# Absolute return

The absolute return or simply return is a measure of the gain or loss on an investment portfolio expressed as a percentage of invested capital. The adjective absolute is used to stress the distinction with the relative return measures often used by long-only stock funds[1] that are not allowed to take part in short selling.

The hedge fund business is defined by absolute returns. Unlike traditional asset managers, who try to track and outperform a benchmark (a reference index such as the Dow Jones and S&P 500), hedge fund managers employ different strategies in order to produce a positive return regardless of the direction and the fluctuations of capital markets.[2] This is one reason why hedge funds are referred to as alternative investment vehicles (see hedge funds for more details).

Absolute return managers tend to be characterised by their use of short selling, leverage and high turnover in their portfolios. [3][4]

## Benchmark

Although absolute return funds are sometimes considered not to have a benchmark, there is a common one: the funds should do better than short-dated government bonds (e.g. T-bills in the United States). For example, if such "cash" instruments yield 15%, at the same time a certain fund returns 5%, that would be considered not very good. In the case where the cash rate is close to zero, such as the early 2010s decade, this makes little difference.

## Media reporting

Despite the fact that many funds have an absolute return target, media reports will often compare them to a market benchmark anyway, especially when the market has done well. Surveys show that the investors in such funds understand the difference.

## Short selling

Suppose that a manager thinks the share price of company A will go down. Then he can borrow 1000 shares of company A from his prime broker and sell them for (say) 10 USD per share. The immediate gain for the manager is $1000\times 10 = 10,000$ USD. If (say) after a week the share price of company A drops to 9.5 then the manager buys 1000 shares, paying $1000\times 9.5 = 9,500$ USD, and gives the shares back to his prime broker. He thus ends up earning a return of $(10,000-9,500)/10,000 = 5\%$. If his prime broker asked a 2% interest rate for borrowing the shares then the net gain of the manager is $5\%-2\% = 3\%$.

## Leverage

Sometimes a strategy gives a positive return but it is a very tiny one. Therefore, a manager can use leverage to magnify his return. For example, a long-short manager can deposit 100M with his prime broker in order to buy 200M of shares and simultaneously sell another 200M of shares, which gives a leverage ratio of $(200M+200M)/100M = 4$. As another example, a manager can borrow money from a country at an interest rate of 2% and reinvest the amount on another country that pays 4%, thus earning the spread $4\%-2\%=2\%$ (this is called carry trade). If the manager has a leverage ratio of (say) 5 then his return is not 2% but $5\times 2\% = 10\%$.

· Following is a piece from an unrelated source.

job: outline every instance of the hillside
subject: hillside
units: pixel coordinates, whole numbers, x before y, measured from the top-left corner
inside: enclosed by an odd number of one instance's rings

However, leverage also amplifies losses: if a manager has a market loss of 3% in his portfolio and a leverage of 4 then his total losses are $4\times 3\% = 12\%$. Therefore, even small market losses can be disastrous when there is a huge leverage. According to the OECD, prior to the 2007 crisis, hedge funds in 2007 had an average leverage of 3 whilst investment banks had a leverage above 30.[5] With a leverage of 30, a market loss of 3.3% wipes out the entire portfolio whilst a leverage of 3 gives a total loss of 10%.

## High turnover

Some absolute-return managers are very active with their portfolios, buying and selling shares more frequently than normal investors, because they focus on short-term investment opportunities lasting less than 90 days. Turnover is the rate at which managers rebalance their portfolios, and among other things it depends on the hedge fund's size: in 2008 hedge funds with less than 15M USD in AUM (assets under management) had a 46.9% turnover per month whilst funds with over 250M USD in AUM had only 9.8%.[6]